While tamarisk removal efforts in the southwestern U.S. continue and the tamarisk leaf beetle increases its range, finding alternative uses for tamarisk becomes an increasingly important factor in riparian restoration efforts. Finding productive uses for the unwanted tamarisk can help to offset costs of hauling biomass to landfills and eliminates the need to burn tamarisk on site, which can result in costly fire-mitigation planning, unintended spread of wildfire, and the release of smoke, ash, and carbon into the atmosphere.

As new information on utilizing non-native, invasive species for conversion to energy becomes available, it is imperative that restorationists continue to emphasize the importance of placing biomass reduction (harvesting) within the context of a larger, comprehensive ecological restoration plan. Removing large quantities of biomass without site assessment, a comprehensive project plan, regulatory compliance measures, sufficient funding, and community and stakeholder involvement, where possible, could result in serious negative environmental impacts. Site conditions and project objectives vary widely, but a restoration plan that includes revegetation with native species and ongoing monitoring and maintenance has a higher likelihood of successfully re-establishing diverse riparian plant communities.

Although the results presented here comprise only a small piece in a larger puzzle of logistical and economic challenges, we hope to provide some useful information on the process of tamarisk biomass collection and the value of tamarisk as a fuel for downdraft gasification.
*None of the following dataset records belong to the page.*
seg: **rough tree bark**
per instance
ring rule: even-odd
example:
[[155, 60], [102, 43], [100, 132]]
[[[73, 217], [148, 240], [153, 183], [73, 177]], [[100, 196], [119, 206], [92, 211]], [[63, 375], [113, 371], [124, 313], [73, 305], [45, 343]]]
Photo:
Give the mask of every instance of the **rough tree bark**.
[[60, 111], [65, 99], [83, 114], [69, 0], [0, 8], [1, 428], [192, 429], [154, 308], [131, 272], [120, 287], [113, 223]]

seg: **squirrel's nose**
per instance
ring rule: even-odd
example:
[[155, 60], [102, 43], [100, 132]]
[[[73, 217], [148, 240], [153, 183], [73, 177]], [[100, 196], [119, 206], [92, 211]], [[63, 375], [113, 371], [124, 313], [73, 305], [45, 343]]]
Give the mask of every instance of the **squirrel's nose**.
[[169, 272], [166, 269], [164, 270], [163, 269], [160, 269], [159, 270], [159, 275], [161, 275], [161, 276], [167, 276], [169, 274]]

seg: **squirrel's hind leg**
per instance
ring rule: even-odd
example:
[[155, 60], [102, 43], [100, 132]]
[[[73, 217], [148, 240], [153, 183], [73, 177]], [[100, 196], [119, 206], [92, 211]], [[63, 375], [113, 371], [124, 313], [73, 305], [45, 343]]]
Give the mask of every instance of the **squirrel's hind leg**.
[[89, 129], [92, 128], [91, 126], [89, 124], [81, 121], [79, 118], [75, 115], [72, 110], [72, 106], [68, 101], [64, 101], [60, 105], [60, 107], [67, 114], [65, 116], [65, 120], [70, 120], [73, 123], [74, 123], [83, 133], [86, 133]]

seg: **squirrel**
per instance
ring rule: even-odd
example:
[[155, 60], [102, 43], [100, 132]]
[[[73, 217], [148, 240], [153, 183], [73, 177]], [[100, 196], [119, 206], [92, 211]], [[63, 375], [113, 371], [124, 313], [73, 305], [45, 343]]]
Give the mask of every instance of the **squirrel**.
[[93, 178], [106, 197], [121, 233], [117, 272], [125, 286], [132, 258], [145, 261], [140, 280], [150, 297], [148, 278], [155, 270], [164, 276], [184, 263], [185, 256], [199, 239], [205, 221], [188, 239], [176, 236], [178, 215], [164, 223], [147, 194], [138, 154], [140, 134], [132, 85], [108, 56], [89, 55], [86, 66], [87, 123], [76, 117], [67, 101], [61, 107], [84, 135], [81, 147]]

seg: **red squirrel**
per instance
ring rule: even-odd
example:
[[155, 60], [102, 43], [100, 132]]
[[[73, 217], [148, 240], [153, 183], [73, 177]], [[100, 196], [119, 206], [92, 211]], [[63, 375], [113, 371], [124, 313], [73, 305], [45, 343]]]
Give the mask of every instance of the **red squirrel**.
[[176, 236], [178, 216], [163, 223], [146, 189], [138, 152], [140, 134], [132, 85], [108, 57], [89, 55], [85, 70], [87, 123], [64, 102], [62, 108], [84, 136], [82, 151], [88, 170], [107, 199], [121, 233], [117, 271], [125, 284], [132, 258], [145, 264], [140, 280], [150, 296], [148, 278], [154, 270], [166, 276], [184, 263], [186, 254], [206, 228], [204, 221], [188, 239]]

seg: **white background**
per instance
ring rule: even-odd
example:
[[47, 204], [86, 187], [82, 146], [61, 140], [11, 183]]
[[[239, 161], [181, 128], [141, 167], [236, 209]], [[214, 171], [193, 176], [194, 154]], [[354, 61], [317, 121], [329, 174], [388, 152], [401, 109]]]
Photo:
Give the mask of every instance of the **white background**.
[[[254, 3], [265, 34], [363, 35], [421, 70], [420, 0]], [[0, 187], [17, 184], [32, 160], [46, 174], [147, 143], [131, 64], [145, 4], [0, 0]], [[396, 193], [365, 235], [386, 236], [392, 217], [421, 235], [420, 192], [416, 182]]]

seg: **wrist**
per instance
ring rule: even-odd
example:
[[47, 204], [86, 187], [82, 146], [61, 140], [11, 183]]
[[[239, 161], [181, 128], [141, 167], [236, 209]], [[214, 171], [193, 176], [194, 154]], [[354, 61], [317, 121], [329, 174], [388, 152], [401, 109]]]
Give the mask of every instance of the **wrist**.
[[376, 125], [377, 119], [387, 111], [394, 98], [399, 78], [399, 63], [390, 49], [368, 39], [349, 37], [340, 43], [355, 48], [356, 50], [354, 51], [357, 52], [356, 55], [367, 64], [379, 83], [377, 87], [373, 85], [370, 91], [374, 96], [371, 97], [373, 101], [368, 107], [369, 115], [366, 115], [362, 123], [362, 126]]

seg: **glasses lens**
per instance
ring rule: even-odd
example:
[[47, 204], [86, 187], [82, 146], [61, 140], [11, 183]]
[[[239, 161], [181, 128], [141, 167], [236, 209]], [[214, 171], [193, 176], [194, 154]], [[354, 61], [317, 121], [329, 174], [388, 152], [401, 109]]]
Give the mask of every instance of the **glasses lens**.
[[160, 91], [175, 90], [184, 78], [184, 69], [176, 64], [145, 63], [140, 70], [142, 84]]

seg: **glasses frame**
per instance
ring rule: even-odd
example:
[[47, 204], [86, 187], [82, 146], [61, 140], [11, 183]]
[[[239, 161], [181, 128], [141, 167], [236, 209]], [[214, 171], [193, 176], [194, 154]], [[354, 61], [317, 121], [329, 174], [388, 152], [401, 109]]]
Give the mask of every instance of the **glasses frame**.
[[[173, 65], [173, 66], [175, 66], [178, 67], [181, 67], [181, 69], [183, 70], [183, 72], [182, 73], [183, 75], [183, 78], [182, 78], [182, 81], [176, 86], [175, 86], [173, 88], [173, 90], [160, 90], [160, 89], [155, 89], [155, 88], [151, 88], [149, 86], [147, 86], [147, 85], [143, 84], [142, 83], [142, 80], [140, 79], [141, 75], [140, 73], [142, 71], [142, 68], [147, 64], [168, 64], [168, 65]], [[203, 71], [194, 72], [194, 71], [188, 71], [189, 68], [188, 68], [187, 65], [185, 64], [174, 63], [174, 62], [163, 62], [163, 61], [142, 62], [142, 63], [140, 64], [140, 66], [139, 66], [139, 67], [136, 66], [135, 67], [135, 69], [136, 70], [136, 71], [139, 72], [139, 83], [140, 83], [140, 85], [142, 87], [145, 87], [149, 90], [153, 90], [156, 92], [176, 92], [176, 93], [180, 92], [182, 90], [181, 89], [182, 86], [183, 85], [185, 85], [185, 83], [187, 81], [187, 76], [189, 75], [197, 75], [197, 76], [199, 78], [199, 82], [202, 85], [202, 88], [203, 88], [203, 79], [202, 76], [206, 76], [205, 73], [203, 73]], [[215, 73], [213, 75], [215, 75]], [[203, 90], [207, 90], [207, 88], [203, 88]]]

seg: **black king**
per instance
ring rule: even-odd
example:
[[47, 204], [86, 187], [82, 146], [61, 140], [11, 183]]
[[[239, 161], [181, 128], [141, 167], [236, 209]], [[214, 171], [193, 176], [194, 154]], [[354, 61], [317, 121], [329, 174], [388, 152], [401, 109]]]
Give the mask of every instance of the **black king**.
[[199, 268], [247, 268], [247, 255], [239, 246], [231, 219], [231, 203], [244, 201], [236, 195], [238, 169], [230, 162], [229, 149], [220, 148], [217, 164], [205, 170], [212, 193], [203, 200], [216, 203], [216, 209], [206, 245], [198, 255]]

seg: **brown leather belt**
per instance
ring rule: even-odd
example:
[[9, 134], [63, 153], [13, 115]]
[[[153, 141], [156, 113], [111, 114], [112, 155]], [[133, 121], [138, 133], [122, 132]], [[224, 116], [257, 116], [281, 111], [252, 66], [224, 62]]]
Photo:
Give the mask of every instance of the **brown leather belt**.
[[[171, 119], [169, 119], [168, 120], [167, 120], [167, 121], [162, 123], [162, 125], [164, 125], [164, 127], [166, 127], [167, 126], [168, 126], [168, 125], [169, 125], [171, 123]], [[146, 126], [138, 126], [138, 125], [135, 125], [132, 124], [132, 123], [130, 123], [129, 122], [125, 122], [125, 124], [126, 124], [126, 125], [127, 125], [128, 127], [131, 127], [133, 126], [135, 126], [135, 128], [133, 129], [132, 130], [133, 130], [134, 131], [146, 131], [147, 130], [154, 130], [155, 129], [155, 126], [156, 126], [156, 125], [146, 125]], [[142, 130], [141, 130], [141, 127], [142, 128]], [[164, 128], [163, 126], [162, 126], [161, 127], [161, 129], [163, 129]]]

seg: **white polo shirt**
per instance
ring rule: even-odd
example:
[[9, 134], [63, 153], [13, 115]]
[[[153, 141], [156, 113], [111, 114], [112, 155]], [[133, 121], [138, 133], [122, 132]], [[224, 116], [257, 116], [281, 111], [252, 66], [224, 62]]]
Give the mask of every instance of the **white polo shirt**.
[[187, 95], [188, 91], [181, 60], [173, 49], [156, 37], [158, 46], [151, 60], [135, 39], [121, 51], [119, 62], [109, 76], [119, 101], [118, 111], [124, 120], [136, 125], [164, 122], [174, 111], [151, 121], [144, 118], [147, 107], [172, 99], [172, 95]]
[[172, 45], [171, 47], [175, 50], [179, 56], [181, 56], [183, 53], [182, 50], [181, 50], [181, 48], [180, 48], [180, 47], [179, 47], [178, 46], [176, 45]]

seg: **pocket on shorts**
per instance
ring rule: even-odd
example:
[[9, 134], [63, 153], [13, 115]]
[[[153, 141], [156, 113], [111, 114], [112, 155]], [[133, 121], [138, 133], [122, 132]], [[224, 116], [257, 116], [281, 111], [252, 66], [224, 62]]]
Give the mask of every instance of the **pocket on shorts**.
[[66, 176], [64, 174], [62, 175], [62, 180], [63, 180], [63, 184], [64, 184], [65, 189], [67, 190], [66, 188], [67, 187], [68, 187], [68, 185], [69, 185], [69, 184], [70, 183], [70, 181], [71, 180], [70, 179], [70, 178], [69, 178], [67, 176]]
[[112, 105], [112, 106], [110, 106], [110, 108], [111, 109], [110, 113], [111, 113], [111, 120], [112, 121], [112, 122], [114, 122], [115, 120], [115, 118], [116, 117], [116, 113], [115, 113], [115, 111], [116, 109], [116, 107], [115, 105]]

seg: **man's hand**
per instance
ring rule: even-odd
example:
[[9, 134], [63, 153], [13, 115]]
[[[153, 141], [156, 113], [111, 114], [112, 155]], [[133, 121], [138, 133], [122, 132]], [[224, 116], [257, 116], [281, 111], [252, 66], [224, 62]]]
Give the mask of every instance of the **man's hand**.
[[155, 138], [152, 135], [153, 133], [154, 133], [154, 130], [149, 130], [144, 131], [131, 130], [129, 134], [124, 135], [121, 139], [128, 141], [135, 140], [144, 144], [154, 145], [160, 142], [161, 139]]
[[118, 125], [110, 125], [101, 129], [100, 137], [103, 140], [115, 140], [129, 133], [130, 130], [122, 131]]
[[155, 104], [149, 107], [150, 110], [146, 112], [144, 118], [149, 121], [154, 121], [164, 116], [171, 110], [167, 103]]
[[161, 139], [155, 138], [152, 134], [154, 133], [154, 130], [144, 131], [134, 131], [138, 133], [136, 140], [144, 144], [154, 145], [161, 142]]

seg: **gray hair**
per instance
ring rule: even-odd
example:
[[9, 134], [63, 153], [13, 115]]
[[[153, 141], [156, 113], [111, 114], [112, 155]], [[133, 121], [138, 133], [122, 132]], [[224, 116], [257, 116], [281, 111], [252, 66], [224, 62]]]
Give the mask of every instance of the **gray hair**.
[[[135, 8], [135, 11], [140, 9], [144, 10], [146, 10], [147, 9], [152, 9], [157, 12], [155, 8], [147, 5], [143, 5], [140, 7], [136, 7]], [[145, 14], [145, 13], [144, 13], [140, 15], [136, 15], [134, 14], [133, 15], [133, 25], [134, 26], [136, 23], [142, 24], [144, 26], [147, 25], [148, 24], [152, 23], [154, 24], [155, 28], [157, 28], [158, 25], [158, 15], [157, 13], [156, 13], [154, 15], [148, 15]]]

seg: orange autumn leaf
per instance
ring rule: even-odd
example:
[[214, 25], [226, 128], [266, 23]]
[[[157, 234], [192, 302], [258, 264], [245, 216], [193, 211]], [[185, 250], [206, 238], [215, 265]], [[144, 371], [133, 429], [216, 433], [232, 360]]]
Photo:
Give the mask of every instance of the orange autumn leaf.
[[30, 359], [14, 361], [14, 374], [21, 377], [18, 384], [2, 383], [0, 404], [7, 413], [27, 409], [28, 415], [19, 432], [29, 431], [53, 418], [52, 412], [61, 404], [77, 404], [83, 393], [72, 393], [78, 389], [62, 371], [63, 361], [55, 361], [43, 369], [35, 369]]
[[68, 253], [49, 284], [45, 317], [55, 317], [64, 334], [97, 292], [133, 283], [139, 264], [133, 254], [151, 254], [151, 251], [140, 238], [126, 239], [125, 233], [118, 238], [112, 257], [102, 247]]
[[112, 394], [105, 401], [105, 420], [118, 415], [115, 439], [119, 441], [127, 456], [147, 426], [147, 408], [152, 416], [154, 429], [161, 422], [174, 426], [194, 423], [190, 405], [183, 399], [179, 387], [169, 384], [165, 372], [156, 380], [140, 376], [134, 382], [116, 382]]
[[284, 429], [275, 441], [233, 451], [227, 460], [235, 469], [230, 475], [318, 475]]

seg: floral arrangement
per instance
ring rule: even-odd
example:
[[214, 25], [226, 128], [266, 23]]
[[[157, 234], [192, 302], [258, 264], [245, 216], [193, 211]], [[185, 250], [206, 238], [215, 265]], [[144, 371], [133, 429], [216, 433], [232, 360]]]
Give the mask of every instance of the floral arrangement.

In a broader sense, before beetle-impacted tamarisk removed from restoration sites can be viewed as a resource rather than waste, its value as a fuel for energy production must be clearly demonstrated by a substantial body of field trials, research, and economic analysis. Our findings indicate that there is potential for converting this negative value waste material into an energy-generating resource. Financial analyses specific to the utilization of tamarisk removed from riparian areas and research detailing the overall energy balance of tamarisk-to-energy projects would make valuable contributions to this field and to the limited body of information that is currently available.